Quoi que l’homme fasse, qu’il s’y prenne comme il voudra, jamais il n’arrivera à la vraie paix, il ne sera jamais un homme vraiment céleste, avant qu’il n’ait atteint sa quarantième année. Avant cet âge il y a tant de choses qui occupent l’homme ! La nature le pousse tantôt ici et tantôt là de tant de manières différentes. Fréquemment c’est la nature qui règne ici alors qu’on pense que c’est Dieu. L’homme ne peut donc pas arriver à la paix véritable et parfaite, il ne peut pas devenir un homme pleinement céleste avant le temps.
Après la cinquantaine...
Il faut encore dix ans, il faut que l’homme arrive à la cinquantaine, avant que lui soit donné, de la plus haute et la plus noble façon, le saint Esprit qui lui enseigne toute vérité. En ces dix ans, si l’homme est arrivé à une vie divine et si la nature est vaincue, il arrivera à se recueillir, à se plonger, à se fondre dans ce bien intérieur tout pur, tout divin, tout simple. La noble étincelle intérieure retourne là en un mouvement de reflux correspondant à celui de son originaire jaillissement.
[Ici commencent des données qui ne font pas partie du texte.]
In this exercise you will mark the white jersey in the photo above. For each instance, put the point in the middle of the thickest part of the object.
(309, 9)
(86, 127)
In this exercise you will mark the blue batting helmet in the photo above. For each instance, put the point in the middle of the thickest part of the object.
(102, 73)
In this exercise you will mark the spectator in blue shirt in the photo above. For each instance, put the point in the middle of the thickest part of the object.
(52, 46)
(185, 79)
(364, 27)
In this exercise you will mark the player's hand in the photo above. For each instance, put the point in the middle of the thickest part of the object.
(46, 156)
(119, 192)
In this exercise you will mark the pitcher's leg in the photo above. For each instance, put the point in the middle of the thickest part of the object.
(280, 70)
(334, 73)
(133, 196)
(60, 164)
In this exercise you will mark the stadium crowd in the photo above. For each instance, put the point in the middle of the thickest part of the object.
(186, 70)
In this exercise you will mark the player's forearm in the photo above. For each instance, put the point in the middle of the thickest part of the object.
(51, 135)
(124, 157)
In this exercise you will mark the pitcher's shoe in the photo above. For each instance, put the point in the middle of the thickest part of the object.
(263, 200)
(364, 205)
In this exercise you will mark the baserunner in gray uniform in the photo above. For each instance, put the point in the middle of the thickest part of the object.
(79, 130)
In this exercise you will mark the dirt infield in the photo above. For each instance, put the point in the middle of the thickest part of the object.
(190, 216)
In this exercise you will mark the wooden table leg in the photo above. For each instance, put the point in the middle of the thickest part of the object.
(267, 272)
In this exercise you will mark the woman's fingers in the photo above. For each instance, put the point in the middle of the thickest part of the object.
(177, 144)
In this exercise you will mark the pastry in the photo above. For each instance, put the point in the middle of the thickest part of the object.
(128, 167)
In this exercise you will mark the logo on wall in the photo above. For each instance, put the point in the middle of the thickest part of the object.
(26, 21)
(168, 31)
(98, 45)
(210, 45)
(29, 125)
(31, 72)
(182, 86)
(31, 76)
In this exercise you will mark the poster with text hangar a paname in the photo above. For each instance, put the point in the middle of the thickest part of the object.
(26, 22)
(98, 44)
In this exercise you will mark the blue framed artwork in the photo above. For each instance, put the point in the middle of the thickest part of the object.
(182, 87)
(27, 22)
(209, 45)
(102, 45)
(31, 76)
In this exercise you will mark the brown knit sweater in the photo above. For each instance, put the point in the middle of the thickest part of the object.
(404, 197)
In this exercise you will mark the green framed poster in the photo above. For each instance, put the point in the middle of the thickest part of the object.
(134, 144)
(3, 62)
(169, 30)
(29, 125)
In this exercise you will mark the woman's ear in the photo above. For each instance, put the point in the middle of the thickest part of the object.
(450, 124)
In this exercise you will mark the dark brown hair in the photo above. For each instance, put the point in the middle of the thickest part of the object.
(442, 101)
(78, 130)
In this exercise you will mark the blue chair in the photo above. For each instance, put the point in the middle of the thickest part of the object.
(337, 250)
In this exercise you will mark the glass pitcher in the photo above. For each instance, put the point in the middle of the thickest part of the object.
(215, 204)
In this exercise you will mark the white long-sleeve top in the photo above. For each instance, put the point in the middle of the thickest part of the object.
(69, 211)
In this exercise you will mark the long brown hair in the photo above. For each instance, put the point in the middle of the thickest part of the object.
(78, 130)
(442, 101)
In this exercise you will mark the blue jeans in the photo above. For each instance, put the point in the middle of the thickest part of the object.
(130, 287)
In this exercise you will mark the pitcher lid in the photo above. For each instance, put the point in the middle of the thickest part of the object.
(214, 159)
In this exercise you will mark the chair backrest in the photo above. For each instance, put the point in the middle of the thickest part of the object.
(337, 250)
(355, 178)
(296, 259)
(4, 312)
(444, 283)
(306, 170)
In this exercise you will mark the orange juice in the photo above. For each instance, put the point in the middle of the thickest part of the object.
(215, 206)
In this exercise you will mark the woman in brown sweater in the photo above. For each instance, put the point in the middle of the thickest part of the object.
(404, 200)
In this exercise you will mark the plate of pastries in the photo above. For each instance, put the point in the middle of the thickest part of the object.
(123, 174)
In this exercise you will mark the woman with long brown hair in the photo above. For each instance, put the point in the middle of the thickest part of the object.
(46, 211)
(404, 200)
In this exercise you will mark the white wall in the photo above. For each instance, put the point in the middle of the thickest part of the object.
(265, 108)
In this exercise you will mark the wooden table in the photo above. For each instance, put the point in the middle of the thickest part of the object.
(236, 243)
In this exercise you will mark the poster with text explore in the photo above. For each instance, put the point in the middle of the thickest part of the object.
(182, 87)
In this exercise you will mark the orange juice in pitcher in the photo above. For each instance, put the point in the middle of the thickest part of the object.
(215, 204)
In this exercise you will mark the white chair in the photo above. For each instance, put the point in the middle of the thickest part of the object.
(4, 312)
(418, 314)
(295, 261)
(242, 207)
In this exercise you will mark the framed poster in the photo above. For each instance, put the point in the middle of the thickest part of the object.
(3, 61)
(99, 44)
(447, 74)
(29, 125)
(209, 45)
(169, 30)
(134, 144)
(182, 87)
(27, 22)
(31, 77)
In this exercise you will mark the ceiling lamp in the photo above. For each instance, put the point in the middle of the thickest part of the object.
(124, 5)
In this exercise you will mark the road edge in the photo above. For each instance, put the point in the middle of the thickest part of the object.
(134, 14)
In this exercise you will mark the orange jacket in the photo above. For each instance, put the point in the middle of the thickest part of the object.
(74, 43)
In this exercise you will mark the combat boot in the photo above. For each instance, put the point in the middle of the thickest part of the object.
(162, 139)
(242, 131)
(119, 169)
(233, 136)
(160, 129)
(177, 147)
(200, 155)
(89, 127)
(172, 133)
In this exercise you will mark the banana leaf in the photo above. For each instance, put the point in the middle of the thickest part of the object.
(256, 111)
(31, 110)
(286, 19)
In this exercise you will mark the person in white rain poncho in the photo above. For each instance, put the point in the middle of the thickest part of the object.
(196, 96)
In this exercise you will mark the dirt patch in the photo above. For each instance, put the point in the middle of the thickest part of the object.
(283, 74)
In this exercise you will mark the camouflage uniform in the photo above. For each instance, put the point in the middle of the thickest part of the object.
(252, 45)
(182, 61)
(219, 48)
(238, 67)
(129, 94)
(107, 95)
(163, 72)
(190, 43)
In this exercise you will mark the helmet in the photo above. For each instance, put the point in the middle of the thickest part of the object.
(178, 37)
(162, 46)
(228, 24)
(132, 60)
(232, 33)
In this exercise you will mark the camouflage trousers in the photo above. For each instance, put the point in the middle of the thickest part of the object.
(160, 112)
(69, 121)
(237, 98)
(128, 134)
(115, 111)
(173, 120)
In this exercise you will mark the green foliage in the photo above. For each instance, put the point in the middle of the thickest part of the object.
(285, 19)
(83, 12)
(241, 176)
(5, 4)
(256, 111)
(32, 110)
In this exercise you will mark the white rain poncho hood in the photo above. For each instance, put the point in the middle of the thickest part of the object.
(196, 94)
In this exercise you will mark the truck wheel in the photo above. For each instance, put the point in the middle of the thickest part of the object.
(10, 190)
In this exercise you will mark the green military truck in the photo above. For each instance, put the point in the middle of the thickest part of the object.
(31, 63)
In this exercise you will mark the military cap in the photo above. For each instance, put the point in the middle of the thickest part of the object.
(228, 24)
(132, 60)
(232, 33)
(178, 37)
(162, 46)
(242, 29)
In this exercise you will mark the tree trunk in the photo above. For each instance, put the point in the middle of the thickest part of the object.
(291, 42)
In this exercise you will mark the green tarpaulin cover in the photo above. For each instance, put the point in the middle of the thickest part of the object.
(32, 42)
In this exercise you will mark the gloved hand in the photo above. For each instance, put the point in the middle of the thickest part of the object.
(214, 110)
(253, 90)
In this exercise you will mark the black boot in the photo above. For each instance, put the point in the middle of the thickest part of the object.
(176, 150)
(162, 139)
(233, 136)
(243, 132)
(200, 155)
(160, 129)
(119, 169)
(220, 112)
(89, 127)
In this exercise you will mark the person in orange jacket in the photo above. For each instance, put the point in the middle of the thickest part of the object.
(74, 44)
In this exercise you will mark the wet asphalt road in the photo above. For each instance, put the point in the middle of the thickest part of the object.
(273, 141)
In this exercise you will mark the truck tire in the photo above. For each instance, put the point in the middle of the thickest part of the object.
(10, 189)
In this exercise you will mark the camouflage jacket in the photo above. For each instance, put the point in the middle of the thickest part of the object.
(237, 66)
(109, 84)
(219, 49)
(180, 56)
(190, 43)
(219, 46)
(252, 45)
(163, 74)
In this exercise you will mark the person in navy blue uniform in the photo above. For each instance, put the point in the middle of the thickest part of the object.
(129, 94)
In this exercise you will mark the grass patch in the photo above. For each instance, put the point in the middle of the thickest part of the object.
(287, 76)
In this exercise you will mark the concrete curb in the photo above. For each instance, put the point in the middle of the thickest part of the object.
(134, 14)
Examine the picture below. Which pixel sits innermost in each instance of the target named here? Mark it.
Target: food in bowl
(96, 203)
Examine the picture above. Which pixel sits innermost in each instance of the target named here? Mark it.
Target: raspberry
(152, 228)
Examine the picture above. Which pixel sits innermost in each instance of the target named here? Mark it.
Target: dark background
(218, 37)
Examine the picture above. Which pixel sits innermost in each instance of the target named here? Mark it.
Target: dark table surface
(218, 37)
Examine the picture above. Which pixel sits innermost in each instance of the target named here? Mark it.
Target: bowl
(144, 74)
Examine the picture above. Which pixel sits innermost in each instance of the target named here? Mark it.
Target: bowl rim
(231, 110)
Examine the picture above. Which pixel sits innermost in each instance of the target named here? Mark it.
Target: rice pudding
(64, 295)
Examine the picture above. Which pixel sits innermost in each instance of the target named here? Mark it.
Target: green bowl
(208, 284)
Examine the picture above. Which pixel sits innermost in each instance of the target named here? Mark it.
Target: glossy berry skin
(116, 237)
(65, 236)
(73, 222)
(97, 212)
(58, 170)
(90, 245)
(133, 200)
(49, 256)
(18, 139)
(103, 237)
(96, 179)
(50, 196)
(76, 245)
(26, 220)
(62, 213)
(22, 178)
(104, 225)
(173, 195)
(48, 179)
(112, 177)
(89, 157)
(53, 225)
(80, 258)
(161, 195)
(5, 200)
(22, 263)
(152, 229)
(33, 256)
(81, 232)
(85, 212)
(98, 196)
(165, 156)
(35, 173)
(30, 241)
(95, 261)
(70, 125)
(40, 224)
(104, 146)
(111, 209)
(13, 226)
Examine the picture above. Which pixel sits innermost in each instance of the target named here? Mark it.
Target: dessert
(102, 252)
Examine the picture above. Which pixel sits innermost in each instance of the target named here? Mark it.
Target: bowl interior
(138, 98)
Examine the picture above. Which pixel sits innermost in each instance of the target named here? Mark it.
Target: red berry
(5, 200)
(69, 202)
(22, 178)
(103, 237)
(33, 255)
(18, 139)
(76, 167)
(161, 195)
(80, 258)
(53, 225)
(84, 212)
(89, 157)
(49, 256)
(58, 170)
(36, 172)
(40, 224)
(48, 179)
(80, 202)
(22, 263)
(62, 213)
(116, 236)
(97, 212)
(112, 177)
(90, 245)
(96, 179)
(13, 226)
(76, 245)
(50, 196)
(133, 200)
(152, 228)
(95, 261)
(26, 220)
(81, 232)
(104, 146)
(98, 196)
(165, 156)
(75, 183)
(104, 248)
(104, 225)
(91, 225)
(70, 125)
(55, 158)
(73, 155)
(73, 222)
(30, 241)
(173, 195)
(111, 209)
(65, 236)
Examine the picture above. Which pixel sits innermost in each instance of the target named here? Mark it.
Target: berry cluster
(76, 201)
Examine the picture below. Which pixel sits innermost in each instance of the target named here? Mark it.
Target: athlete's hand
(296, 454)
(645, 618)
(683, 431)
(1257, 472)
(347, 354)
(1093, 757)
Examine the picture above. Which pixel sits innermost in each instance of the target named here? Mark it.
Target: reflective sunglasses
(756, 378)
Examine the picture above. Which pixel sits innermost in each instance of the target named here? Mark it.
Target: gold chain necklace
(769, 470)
L’homme devient un homme divin.
Où ce reflux s’accomplit de façon parfaite, toute dette est complètement acquittée, oui, même si elle égalait celle de tous les hommes qui ont vécu depuis le commencement du monde. Toute grâce et toute félicité sont en même temps infusées. L’homme devient un homme divin. Ce sont là les piliers du monde et de la sainte Eglise.